Nordrhein-Westfalens Innenminister Herbert Reul ist laut Umfragen eines der beliebteren Regierungsmitglieder. Und während seine CDU nicht nur wegen "Mallorca-Gate" Gegenwind spürt, gilt Reul, der 2021 sogar mal als Anwärter auf die Nachfolge von Armin Laschet als Landesvorsitzender gehandelt worden war, als Zugpferd seiner Partei. Laut NRW-Trend waren im April bei der Inneren Sicherheit 54 Prozent der Befragten zufrieden mit der Bilanz der schwarz-gelben Landesregierung - mehr als in anderen Politikfeldern.
Der omnipräsente Reul
Kein Wunder also, dass Reul gern öffentlich auftritt und vermeintliche sowie tatsächliche Erfolge und neue Initiativen präsentiert. Am Donnerstag stellte der Minister in Düsseldorf einen "neuen strategischen Schwerpunkt der Polizei" gegen sogenannte "Problemgruppen" vor. Junge "Krawallmacher" etwa in der Düsseldorfer Altstadt oder an Münsters Aasee sowie "Hooligans", "Mitglieder der Raser-, Poser- und Tuner-Szene" soll die Polizei mit mehr Präsenz "bekämpfen".

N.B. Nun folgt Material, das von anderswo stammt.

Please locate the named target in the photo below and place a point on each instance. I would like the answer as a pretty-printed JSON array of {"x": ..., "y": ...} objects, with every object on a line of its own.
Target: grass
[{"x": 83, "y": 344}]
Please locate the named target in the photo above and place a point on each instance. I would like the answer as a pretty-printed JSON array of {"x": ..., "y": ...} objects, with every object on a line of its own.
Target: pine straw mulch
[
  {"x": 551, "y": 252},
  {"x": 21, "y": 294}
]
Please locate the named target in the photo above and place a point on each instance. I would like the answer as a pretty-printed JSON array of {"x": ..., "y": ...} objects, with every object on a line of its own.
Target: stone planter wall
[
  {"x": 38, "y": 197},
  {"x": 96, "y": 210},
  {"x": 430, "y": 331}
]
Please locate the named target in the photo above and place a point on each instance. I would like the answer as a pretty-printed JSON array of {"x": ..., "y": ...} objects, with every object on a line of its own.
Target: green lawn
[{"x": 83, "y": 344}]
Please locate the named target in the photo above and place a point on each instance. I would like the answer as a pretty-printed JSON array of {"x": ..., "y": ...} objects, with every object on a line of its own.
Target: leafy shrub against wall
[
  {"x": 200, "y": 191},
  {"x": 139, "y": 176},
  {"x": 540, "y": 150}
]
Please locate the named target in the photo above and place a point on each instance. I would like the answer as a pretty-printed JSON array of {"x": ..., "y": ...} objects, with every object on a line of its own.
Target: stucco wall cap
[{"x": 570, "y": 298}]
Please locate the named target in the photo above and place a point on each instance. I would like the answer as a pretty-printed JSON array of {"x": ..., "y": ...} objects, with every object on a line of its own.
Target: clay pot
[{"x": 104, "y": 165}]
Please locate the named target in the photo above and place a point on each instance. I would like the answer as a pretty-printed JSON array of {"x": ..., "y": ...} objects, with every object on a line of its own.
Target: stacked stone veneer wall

Das hatte man so ähnlich schon öfter gehört in der Amtszeit Reuls. Auch die Gewerkschaft der Polizei klagte schon 2019 über gewaltbereite "Problemgruppen, die Schwierigkeiten haben, die Polizei anzuerkennen". Was jetzt neu an dem Problem ist, konnte der Minister bei der Pressekonferenz auf Nachfrage von Journalisten nicht so richtig erklären. Und obwohl der "Handlungsrahmen" für ganz NRW gelten soll, räumte der Minister ein, dass es vor Ort dezentrale Konzepte je nach Kommunen geben solle. Auch Waffenverbotszonen hatte Reul schon vor Monaten eingeführt.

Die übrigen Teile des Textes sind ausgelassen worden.